The government forecast the economy to expand two-point-six percent this year amid stagnation, down zero-point-five percentage points from three-point-one percent projected late last year.
Related ministries adjusted the outlook on Thursday as they jointly announced the Yoon Suk Yeol administration's economic policy direction for the next five years.
The government projected private spending to increase three-point-seven percent in response to the easing of COVID-19 quarantine measures. Recovery is expected to continue despite inflation and the rising interest rate due to the government's extra budget, improvements in jobs and income, and the resumption of overseas travel.
Citing rising raw material prices abroad and post-pandemic demand at home, officials forecast consumer prices to jump four-point-seven percent this year, up from its projection of two-point-two percent in December.
Exports are expected to expand eleven percent, compared to its previous growth outlook of two percent. Imports are predicted to rise 18 percent due to surging raw material prices.
As for next year, the government is predicting growth of two-point-five percent, with three-percent inflation.
Amdi rising fears of recession, the benchmark Korea Composite Stock Price Index(KOSPI) at one time dipped below the two-thousand-400 threshold during Friday's trading for the first time in 19 months.
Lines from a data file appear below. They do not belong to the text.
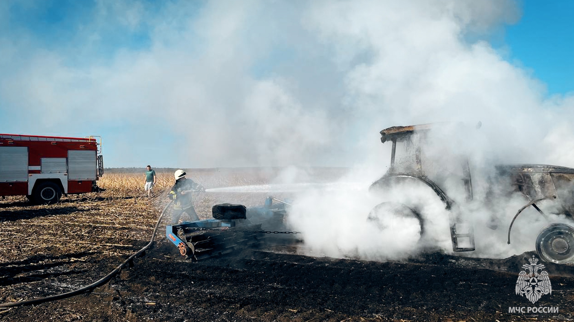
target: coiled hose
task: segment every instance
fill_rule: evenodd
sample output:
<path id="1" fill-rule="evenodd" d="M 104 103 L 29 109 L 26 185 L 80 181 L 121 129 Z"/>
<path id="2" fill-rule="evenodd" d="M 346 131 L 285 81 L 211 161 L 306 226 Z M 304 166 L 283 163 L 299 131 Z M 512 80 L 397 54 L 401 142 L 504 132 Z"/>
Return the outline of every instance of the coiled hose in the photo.
<path id="1" fill-rule="evenodd" d="M 157 228 L 160 226 L 160 222 L 161 221 L 161 218 L 163 218 L 164 215 L 165 214 L 165 211 L 168 209 L 168 207 L 171 205 L 173 202 L 173 201 L 168 203 L 164 210 L 161 211 L 161 214 L 160 215 L 160 218 L 157 219 L 157 222 L 156 223 L 156 226 L 153 229 L 153 233 L 152 234 L 152 239 L 149 241 L 148 245 L 145 245 L 144 248 L 142 248 L 136 252 L 132 254 L 131 256 L 127 258 L 127 260 L 124 261 L 123 263 L 120 264 L 118 267 L 115 268 L 115 269 L 112 270 L 109 274 L 104 276 L 103 277 L 100 278 L 99 280 L 94 282 L 93 283 L 90 284 L 89 285 L 84 286 L 82 288 L 79 288 L 74 290 L 68 292 L 66 293 L 63 293 L 61 294 L 58 294 L 56 295 L 52 295 L 52 296 L 46 296 L 46 297 L 40 297 L 40 299 L 34 299 L 33 300 L 26 300 L 25 301 L 20 301 L 18 302 L 6 302 L 5 303 L 0 303 L 0 308 L 9 308 L 11 307 L 19 307 L 21 305 L 32 305 L 33 304 L 39 304 L 40 303 L 44 303 L 44 302 L 49 302 L 51 301 L 55 301 L 56 300 L 60 300 L 61 299 L 65 299 L 67 297 L 71 297 L 75 295 L 79 295 L 80 294 L 83 294 L 84 293 L 87 293 L 88 292 L 91 292 L 94 289 L 100 286 L 111 280 L 113 277 L 116 276 L 122 269 L 126 266 L 128 263 L 132 262 L 134 257 L 137 257 L 145 252 L 145 251 L 149 248 L 150 246 L 153 244 L 153 239 L 156 237 L 156 233 L 157 231 Z"/>

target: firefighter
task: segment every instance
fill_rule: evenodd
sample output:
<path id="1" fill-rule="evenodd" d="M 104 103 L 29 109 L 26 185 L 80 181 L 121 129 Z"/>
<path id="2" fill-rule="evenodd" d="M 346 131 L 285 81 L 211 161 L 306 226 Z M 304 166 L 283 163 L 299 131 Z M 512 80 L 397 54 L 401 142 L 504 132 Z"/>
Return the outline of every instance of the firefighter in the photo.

The index eventually recouped some of the loss to close the day at two-thousand-440-point-93, still down by ten-point-48 points, or zero-point-43 percent, from the previous day.
The KOSPI opened sharply lower at just above two-thousand-409, down by more than 40 points or one-point-seven percent. At one point, it fell more than two percent to two-thousand-396-point-47 amid massive selling by foreign investors.
The last time the index dropped below the two-thousand-400 mark during intraday trading was on November 5, 2020.